[Elegy on My Sister Franklin, 1722]
[Elegy on My Sister Franklin]
Copy: University of Pennsylvania Library
The University of Pennsylvania acquired in 1934 an eighty-six line “Elegy on my Sister Franklin,” undated but written in an eighteenth-century hand, and signed “B.F.”8 The Elegy opens as follows:
Warm from my Breast surcharg’d with Grief and Woe
These melancholly Strains spontaneous flow,
Flow for a fav’rite Sister’s sad Decease,
Flow for the worthiest of the female Race.
The manuscript is a sheet of four pages and appears to be a copy of an earlier version, for the penman inadvertently skipped lines 35 and 36, but put them in at the bottom of the second page, indicating where they belonged. Although the University librarians admitted that it might prove impossible either to date the verses or to identify the deceased lady, they believed the Elegy “to be the earliest manuscript of Benjamin Franklin, one of his earliest efforts in literary composition.”

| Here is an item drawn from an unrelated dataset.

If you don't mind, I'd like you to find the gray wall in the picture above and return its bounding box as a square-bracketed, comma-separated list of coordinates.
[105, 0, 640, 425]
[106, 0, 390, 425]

The difficulties anticipated in 1934 are only too real. The case for Benjamin Franklin’s authorship is not conclusive. The manuscript is not in his autograph; apparently it is not even the author’s copy. No genealogical data have been found that indicate that the composer’s “Sister [-in-law] Franklin” was the wife of any of Benjamin Franklin’s brothers. And as for the supposition that the Elegy was composed between 1718 and 1722 because Franklin wrote verses when he was a young man, he wrote them on occasions throughout his life.
More serious objections are raised by a careful study of the Elegy. It is so like the one Franklin satirized in the New-England Courant9 that it has been assumed that if he wrote it, he could have composed it only before June 25, 1722, when the Dogood Letter No. 7 appeared: he would not, so runs the argument, have written such a piece after having so heartily ridiculed that type of poetry. Yet it is equally arguable that the composer of the Elegy would not have satirized productions like his own after having committed his grief to verse, and that therefore Mrs. Dogood’s satire and B.F.’s Elegy must be by different hands. Moreover, nothing young Franklin wrote before 1722 has persuaded the editors that he could have written the Elegy, which, though a bad poem, reveals considerable facility with the language. And, they believe, by the time Franklin was sufficiently master of English verse to write such a piece—that is, some time after 1722—he was temperamentally incapable of doing so.
With no evidence that the Elegy was by Benjamin Franklin other than the initials “B.F.” at the end in the copyist’s hand, and with some reasons that strongly suggest that he did not and could not have written it, the editors have decided not to include it in this edition.
8. It is described and printed in facsimile in Univ. of Pa. Lib. Chron., ii (1934), 26–33, and reprinted in part in Van Doren, Franklin, pp. 25–6. The ms had once been owned by Luther S. Livingston, who seems not to have discussed it in any of his many writings on bf. It was sold in 1934 in the library of Rev. Dr. Roderick Terry by Amer. Art Assoc.-Anderson Galleries, Inc., Sale No. 4107.
9. Above, p. 23. Compare the Elegy’s “We’ve lost a Mother, Daughter, Sister kind” with the lines to which Mrs. Dogood pointed derisively: “Come let us mourn, for we have lost a Wife, a Daughter, and a Sister.”